Rien ne va plus en Grande-Bretagne. Pire encore, le brouillard politique s'épaissit de plus en plus sur Londres. Personne ne voit comment ce pays va s'en sortir avec cette histoire de Brexit.

C'est la raison pour laquelle plusieurs personnalités politiques, y compris l'ancien premier ministre Tony Blair, plaident pour faire revoter le peuple britannique.

Autrement dit, ces personnes plaident pour un second référendum pour débloquer la situation politique actuelle. Et plus le blocage se renforce, plus ces personnes se mettent à espérer que ce second référendum aura lieu car elles estiment que les britanniques ont été trompés dans leur choix avec des mensonges éhontés.

Les plus jeunes sont d'ailleurs furieux car ils ont voté majoritairement pour rester au sein de l'Union européenne, mais ce sont les plus âgés, plus nombreux, qui ont voté pour la sortie du pays de l'Union européenne.

En clair, les plus jeunes risquent de payer cher une décision prise par leurs ainés et qu'ils n'auront pas à subir. Et c'est vrai qu'a priori, cette solution d'un second référendum pourrait plaire car les britanniques se rapprochent dangereusement de la date fatidique du 29 mars.

La seule chose positive dans cette histoire de Brexit, c'est l'entente parfaite des autres pays de l'Union européenne.

Si à cette date, aucun accord n'est trouvé avec l'Union européenne, la Grande-Bretagne verra sa monnaie se déprécier, son immobilier s'effondrer et sa croissance piquer du nez.

Mais en dépit de ce scénario catastrophe, Theresa May n'arrive pas à rallier à sa cause les parlementaires britanniques. Ils sont à peu près tous contre son compromis signé avec l'Union européenne : ils n'en veulent pas.

Et pour le moment, elle biaise, reporte le vote au parlement pour le début de l'année, et joue sa survie politique chaque jour.

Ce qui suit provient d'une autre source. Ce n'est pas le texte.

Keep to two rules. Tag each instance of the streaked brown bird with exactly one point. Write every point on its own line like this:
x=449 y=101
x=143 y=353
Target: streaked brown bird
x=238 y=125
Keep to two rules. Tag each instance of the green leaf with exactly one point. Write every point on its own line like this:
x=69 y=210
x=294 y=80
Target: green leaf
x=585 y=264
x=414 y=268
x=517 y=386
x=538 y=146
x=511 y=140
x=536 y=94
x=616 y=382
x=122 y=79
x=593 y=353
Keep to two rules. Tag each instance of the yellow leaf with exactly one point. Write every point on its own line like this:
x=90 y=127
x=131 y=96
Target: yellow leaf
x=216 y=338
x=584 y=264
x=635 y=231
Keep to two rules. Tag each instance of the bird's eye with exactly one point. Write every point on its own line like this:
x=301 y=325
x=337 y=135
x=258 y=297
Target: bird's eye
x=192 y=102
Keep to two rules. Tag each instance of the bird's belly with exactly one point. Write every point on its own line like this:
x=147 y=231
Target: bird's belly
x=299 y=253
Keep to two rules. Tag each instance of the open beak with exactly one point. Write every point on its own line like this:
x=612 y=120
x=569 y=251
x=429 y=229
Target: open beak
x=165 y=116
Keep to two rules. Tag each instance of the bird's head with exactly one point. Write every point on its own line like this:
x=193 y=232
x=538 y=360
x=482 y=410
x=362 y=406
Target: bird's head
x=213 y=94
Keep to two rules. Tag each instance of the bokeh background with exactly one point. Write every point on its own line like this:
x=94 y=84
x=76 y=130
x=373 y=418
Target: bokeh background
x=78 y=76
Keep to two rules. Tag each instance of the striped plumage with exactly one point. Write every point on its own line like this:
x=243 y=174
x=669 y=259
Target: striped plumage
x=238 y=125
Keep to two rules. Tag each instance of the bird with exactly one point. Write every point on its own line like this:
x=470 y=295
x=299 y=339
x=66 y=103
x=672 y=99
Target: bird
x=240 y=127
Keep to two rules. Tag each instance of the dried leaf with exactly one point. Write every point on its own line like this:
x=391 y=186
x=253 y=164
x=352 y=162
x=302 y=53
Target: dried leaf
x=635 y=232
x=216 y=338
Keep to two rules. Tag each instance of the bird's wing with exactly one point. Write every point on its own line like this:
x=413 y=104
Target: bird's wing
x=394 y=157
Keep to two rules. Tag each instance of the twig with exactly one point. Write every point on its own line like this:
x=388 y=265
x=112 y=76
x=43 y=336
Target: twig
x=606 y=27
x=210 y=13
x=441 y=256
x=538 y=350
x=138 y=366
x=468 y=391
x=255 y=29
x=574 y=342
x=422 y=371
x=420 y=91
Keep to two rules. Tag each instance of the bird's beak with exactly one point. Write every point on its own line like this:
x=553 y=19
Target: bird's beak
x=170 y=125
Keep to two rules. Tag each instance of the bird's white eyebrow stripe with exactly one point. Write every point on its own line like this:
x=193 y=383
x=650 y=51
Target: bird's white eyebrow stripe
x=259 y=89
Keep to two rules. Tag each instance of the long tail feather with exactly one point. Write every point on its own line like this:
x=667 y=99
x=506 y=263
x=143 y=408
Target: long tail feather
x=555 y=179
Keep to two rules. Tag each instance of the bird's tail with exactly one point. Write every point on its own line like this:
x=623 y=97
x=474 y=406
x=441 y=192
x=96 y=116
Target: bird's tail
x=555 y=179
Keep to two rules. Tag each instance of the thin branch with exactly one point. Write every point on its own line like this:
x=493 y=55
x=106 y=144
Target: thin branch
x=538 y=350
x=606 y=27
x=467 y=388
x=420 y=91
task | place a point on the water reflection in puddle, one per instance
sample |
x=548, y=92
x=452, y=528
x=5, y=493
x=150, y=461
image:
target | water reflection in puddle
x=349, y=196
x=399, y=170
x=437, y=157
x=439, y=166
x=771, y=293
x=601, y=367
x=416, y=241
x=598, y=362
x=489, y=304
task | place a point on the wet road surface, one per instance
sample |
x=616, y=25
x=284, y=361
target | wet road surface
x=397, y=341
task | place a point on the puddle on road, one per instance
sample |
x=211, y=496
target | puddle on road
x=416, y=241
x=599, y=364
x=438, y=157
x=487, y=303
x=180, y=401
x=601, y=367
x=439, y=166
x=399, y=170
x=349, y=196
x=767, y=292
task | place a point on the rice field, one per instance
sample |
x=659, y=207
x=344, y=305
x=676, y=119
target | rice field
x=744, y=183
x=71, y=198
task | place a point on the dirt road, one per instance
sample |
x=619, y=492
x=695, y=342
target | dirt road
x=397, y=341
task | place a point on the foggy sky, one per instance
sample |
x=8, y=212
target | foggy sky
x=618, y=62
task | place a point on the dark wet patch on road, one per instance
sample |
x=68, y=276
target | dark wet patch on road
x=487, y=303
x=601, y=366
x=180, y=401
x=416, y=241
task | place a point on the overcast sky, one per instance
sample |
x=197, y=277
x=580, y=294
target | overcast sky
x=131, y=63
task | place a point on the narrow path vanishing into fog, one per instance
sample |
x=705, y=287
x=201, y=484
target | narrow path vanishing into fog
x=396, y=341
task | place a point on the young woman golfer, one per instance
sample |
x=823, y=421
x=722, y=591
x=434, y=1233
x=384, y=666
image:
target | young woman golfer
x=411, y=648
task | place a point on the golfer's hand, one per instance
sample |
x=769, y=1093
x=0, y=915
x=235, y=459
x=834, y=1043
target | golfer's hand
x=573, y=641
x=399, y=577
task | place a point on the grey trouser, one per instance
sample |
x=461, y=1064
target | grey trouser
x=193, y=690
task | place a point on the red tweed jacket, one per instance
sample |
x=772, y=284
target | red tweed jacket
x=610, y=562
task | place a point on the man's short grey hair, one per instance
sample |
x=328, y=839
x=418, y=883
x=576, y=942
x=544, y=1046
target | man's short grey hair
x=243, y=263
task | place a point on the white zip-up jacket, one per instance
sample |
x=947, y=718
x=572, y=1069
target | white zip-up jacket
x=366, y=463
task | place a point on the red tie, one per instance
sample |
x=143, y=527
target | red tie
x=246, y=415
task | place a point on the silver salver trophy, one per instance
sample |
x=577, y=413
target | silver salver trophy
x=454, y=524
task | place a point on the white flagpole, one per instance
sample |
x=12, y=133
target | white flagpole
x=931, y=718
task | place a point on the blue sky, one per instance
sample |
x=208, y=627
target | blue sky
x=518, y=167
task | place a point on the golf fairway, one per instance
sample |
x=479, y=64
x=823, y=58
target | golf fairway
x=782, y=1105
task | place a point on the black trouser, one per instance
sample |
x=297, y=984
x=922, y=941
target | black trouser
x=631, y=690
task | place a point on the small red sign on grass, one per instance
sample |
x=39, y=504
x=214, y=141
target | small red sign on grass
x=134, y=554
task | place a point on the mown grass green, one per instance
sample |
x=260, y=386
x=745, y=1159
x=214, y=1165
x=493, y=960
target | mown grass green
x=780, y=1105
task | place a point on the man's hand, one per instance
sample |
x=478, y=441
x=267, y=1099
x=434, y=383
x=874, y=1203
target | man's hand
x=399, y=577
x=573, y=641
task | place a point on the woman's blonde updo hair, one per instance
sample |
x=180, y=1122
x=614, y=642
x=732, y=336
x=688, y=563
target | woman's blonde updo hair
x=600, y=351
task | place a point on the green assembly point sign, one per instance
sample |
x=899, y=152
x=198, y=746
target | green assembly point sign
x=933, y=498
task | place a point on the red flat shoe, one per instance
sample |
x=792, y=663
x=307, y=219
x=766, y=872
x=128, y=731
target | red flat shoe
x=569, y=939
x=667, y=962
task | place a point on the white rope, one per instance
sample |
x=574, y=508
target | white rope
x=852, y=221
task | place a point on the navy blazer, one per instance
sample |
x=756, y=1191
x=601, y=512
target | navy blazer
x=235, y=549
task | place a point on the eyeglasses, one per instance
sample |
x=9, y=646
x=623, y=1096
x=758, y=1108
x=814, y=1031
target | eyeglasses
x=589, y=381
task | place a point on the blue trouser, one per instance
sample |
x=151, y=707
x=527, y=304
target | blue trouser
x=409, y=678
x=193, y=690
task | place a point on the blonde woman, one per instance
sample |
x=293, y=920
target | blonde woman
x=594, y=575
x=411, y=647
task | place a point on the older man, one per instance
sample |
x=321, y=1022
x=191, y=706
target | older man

En revanche, elle vient de le confirmer, elle est contre un second référendum car elle est persuadée que ce deuxième vote populaire risque de diviser son pays et de mener à des tensions inutiles. Mais pendant ce temps-là, l'heure tourne.

La seule chose positive dans cette histoire, c'est l'entente parfaite des autres pays de l'Union européenne. Ils font front sans aucune lézarde et veulent montrer qu'on ne quitte pas l'Union européenne sans en payer le prix.

C'est une manière de punir les déserteurs sans le dire vraiment. Pour le moment, ce n'est pas au goût des parlementaires britanniques ni d'ailleurs des patrons flamands, car je vous rappelle que nous sommes dans un monde où l'effet papillon joue à plein.

Une étude de la KUL a en effet démontré qu'après l'Irlande, c'est la Flandre qui sera la plus impactée négativement s'il y a un Brexit, et quand la Flandre tousse, Bruxelles et la Wallonie ne resteront pas indemnes.